First Christmas full moon in nearly 40 years seen worldwide
Friday’s lunar show was the first full moon on Christmas in 38 years.
The moon was covered by clouds in a big chunk of the United States, but in places with clear skies it was quite the holiday treat.
Stojan Stojanovski photographed silhouettes standing in front of the full moon in Ohrid, Macedonia.
In T’boli, Philippines, Norman Dagang also captured the brilliant sphere. “It was exceptionally bright that time,” he said. “I thought it was a rare opportunity to take a photo of a full moon on Christmas.”
And in Kobe, Japan, Dennis Doucet, shared a photo of the lunar peak. “It was overcast for most of the evening, but there was a brief break in the clouds and I was able to get a clear shot of the moon,” he said.

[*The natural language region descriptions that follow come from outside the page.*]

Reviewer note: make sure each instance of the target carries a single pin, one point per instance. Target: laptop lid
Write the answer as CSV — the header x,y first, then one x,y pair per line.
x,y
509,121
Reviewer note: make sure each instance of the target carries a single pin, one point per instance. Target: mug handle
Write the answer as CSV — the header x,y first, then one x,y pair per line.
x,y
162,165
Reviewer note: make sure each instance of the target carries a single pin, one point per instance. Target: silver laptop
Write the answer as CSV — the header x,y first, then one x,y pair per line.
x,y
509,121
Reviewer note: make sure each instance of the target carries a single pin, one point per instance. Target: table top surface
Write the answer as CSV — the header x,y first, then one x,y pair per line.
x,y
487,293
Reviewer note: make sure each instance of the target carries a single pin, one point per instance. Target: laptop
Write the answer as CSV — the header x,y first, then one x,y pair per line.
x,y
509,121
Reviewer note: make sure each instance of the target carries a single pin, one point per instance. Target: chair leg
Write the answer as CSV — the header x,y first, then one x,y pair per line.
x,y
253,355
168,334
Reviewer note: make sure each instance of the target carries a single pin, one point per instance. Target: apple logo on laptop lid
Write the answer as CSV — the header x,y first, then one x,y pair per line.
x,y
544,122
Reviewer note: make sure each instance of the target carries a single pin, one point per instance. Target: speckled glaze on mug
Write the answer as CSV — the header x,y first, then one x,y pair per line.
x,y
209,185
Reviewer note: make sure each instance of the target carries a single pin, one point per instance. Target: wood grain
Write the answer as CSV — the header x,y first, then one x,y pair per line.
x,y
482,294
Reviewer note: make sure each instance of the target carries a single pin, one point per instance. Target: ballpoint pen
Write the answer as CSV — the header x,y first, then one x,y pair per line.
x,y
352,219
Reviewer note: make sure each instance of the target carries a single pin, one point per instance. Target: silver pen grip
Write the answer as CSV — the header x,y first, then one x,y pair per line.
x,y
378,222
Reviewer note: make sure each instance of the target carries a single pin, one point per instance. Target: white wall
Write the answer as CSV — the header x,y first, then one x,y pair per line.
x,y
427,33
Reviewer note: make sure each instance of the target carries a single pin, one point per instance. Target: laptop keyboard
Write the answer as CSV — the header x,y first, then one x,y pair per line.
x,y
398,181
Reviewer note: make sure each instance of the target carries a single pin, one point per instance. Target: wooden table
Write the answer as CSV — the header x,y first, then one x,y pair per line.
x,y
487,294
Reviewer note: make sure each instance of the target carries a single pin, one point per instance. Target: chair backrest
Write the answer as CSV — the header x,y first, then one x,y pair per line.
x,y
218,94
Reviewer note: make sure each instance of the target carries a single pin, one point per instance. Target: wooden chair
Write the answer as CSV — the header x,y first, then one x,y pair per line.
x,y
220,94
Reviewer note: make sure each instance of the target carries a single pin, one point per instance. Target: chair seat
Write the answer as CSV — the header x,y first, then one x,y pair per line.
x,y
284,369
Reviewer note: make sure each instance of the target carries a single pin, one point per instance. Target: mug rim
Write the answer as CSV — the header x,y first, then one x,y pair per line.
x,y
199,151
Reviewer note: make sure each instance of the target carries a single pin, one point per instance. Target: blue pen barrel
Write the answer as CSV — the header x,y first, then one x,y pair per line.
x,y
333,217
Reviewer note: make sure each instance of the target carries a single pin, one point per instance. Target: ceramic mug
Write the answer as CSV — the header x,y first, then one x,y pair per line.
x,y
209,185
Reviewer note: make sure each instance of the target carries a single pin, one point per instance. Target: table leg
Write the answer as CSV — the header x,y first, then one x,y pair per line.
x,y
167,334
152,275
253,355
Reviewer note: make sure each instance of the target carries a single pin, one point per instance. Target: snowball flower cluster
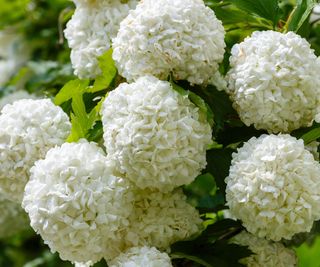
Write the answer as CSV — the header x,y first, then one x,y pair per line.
x,y
76,204
13,218
157,137
142,256
266,253
160,219
89,38
274,81
13,52
274,187
14,96
29,128
182,37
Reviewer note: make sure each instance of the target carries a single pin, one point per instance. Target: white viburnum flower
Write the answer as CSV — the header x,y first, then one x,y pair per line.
x,y
28,129
182,37
265,253
14,96
76,204
142,256
156,137
274,81
313,148
13,218
274,187
161,219
13,53
89,38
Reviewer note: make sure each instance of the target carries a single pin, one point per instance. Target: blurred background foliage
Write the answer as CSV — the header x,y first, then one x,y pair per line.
x,y
41,22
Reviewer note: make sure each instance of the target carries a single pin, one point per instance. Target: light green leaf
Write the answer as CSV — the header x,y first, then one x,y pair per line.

Friday morning’s full moon was the first on Christmas since 1977. If you missed it, don’t fret. The moon appears fully lit from Earth every 29.5 days. And you won’t have to wait as long for the next full moon yule — 19 years from now, according to NASA.
Want to know more about the moon?
There’s more to the moon than its cycles. Here are five more interesting facts about the moon, according to NASA:
The moon’s surface is pocked with craters because, unlike Earth, it lacks an atmosphere to protect it from meteorites. The maria, or “seas” of the moon (Sea of Tranquility, Sea of Crises, Sea of Nectar, etc.) are huge basins dark basalts left over from volcanic activity that occurred about 3.9 billion years ago. The “dark side” of the moon is hidden from us because it takes the moon the same amount of time to complete one rotation on its axis as to orbit Earth once (27.3 days). The Soviets (Luna 3) captured the first images of the other hemisphere in 1959, and the Americans (Apollo 8) were first to see it with the naked eye in 1968. (Spoiler alert: more craters). The moon helps stabilize Earth’s wobble on its axis, making it a more livable planet. Temperatures dramatically fluctuate on the moon. It gets extremely hot and cold because it has no atmosphere to reflect or absorb the sun’s energy.